37 Comments on Intel Reveals the "What" and "Why" of CXL Interconnect, its Answer to NVLink
Intel had an open source video driver for Linux long before AMD. Also: en.wikipedia.org/wiki/Thunderbolt_(interface)#Royalty_situation
AMD has to go the open route. They're the underdog, they can't sell closed solutions. If things changed, I'm pretty sure they'd reconsider their approach.
Got it.
Having said that each use(r) case is different, so while some enterprses may need the extra lanes - they should have plenty to spare with PCIe 4.0 perhpas with the exception of (extreme) edge cases.

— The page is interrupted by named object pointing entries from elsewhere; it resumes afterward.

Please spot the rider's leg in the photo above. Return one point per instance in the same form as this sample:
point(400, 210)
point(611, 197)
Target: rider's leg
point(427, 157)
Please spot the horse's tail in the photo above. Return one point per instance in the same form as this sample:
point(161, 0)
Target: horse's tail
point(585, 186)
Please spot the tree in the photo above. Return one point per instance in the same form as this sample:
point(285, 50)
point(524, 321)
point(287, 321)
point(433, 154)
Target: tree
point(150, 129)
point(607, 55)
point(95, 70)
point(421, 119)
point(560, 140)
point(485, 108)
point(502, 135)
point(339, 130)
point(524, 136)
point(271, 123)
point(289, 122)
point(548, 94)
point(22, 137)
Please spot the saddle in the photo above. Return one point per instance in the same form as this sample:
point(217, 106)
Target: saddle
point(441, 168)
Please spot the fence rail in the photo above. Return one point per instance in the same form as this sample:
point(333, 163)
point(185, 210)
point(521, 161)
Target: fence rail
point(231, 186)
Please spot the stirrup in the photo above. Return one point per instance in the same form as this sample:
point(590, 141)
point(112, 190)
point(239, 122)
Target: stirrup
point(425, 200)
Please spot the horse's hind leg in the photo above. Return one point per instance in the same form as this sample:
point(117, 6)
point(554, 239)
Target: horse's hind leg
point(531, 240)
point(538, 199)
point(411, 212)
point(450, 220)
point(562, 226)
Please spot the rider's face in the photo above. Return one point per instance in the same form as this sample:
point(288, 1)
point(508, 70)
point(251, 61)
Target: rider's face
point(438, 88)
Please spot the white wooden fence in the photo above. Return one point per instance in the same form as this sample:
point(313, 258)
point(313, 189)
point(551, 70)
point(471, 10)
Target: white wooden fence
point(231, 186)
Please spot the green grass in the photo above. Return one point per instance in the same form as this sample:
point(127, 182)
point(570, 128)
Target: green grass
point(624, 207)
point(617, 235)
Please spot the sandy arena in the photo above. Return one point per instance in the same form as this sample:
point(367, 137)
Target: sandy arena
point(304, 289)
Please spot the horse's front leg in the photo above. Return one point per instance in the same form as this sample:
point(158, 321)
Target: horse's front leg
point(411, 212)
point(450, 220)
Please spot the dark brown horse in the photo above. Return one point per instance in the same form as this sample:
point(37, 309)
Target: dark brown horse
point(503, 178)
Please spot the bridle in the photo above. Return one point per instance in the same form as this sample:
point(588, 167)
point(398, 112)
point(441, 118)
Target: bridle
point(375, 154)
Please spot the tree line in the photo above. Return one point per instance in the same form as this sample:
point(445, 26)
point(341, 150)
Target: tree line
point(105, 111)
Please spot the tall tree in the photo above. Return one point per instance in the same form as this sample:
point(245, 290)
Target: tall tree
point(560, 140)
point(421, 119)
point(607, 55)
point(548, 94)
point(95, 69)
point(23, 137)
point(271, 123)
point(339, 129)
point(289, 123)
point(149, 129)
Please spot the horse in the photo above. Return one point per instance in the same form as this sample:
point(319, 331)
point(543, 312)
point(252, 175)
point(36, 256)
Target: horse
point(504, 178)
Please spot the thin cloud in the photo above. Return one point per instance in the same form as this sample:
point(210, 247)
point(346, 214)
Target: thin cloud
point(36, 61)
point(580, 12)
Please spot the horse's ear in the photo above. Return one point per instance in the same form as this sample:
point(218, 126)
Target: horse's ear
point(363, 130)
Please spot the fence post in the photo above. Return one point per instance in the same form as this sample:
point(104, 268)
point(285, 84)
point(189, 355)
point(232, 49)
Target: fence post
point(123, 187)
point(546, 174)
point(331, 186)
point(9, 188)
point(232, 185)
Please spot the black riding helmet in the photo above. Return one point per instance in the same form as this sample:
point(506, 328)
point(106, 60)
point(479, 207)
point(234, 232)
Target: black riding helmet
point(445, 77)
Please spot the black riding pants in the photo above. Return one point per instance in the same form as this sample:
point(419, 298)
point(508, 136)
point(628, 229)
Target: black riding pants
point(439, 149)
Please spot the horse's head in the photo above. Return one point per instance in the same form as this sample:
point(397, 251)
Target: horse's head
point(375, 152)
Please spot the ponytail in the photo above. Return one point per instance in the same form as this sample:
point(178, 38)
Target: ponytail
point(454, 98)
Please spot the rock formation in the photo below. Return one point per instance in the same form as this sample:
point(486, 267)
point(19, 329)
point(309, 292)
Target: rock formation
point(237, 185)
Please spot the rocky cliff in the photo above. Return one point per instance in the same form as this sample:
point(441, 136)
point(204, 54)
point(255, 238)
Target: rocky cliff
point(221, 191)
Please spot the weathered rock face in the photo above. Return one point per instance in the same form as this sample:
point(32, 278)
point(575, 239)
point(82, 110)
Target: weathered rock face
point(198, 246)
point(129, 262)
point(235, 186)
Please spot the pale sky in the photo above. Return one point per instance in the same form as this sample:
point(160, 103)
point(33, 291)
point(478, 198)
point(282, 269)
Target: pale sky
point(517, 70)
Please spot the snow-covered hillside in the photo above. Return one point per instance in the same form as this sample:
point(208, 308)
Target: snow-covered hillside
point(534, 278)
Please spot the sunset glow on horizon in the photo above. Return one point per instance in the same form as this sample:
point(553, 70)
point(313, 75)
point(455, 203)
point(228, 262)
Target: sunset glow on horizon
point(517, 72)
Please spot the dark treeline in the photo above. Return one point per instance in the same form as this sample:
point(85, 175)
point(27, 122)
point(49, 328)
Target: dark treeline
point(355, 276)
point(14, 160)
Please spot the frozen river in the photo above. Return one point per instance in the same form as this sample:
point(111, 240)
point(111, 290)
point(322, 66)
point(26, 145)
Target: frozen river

Some key points wrt competing solutions ~
www.openfabrics.org/images/eventpresos/2017presentations/213_CCIXGen-Z_BBenton.pdf
www.csm.ornl.gov/workshops/openshmem2017/presentations/Benton%20-%20OpenCAPI,%20Gen-Z,%20CCIX-%20Technology%20Overview,%20Trends,%20and%20Alignments.pdf
Until then, if Intel will add support in their CPU for something, it will became a defacto standard.
And yes, building for profit works, provides money for future research and development.
Open solutions don't work by themselves, they are supported by the evil non open products. Nobody likes to work for free, even the kids in their parents bedrooms want money for new phones, movie tickets with their dates, gas money...
**(160 lanes requires cutting cpu interconnects from 4 to 3/ While flexibility is nice, this is by far not optimal for compute intensive setups. Naples suffered due to interconnect saturation with nvme devices, While the bandwidth has doubled the core count has as well. Time will tell if the ram speed bump, and I/O die brings enough of an improvement to offset the loss of an interconnect.
AMD also has a 4 gpu infinity fabric ringbus that takes the load off the cpu. infinity fabric is very similar to ccix in being an alternative lower latency protocol over pcie.
Also, whoever mentioned no pcie 4 boards being on the market is only half correct, no x86 boards, but powerpc has had them for awhile, and I think a few arm boards.
2nd fun fact, powerpc chips have nvlink interconnects on die, so rather than connecting to nvlink gpus through a pcie switch... they are part of the mesh.
Yes & NVlink was designed with IBM, it's a GPU-GPU & GPU-CPU interconnect that's why I said it's nothing like CXL, it's more akin to IF.